The optimal decay estimates for the Euler-Poisson two-fluid system

TL;DR

This paper investigates the decay behavior of solutions to the Euler-Poisson two-fluid system, revealing the importance of irrotationality and establishing optimal decay rates using a new framework that avoids traditional spectral analysis.

Contribution

It introduces a novel decay analysis framework based on dissipative structures and Besov spaces, providing optimal decay estimates for the Euler-Poisson two-fluid system.

Findings

Irrotationality is key to the dissipative structure of the system.

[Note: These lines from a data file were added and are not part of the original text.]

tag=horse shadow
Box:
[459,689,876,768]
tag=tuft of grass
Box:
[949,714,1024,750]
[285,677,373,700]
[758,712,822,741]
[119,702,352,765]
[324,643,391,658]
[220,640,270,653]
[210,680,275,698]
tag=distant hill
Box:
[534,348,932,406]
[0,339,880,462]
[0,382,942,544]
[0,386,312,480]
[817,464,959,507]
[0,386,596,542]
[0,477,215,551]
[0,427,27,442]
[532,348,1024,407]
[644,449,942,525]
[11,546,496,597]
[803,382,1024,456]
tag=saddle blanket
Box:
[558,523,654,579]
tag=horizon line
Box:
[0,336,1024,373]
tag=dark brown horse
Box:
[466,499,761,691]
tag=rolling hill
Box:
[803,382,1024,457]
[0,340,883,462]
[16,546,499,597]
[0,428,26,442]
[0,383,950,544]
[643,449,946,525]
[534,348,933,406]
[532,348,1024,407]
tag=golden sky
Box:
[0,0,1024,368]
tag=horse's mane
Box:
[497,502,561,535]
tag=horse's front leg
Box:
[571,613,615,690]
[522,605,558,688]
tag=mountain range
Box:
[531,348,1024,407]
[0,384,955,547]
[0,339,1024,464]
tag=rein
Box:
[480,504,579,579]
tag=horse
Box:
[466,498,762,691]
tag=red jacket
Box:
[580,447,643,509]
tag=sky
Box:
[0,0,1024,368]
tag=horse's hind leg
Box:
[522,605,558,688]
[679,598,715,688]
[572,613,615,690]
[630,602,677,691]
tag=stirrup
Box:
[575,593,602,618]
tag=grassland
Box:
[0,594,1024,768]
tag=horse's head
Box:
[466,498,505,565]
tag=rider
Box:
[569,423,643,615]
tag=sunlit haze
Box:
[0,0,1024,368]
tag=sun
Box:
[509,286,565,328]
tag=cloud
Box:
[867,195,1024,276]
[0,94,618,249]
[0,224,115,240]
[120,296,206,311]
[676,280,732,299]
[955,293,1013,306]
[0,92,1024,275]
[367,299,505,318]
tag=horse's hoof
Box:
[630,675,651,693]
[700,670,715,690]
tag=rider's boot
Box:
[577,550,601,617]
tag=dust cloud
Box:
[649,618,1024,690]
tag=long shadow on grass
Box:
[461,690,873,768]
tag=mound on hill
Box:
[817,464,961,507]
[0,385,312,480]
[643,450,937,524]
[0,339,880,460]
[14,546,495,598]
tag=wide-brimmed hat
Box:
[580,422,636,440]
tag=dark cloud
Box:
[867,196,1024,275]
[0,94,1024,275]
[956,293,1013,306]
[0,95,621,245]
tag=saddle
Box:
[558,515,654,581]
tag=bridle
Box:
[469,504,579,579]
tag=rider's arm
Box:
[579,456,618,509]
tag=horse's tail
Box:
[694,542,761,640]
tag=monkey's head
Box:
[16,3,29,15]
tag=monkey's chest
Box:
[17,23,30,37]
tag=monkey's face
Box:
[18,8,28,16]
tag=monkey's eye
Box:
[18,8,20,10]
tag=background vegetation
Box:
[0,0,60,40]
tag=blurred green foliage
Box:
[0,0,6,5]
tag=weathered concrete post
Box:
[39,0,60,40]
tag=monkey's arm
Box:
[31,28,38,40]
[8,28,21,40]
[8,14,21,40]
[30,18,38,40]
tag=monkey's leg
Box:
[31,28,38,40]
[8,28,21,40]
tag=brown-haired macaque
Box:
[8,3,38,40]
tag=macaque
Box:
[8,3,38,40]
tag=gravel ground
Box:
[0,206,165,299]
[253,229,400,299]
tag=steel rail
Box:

Established decay estimates in Besov spaces for solutions and derivatives.

Derived optimal decay rates in L^p-L^2 norms for the system.

Abstract

This work is devoted to the optimal decay problem for the Euler-Poisson two-fluid system, which is a classical hydrodynamic model arising in semiconductor sciences. By exploring the influence of the electronic field on the dissipative structure, it is first revealed that the \textit{irrotationality} plays a key role such that the two-fluid system has the same dissipative structure as generally hyperbolic systems satisfying the Shizuta-Kawashima condition. The fact inspires us to give a new decay framework which pays less attention on the traditional spectral analysis. Furthermore, various decay estimates of solution and its derivatives of fractional order on the framework of Besov spaces are obtained by time-weighted energy approaches in terms of low-frequency and high-frequency decompositions. As direct consequences, the optimal decay rates of $L^{p}(\mathbb{R}^{3})$-$L^{2}(\mathbb{R}^{3})(1\leq p<2)$ type for the Euler-Poisson two-fluid system are also shown.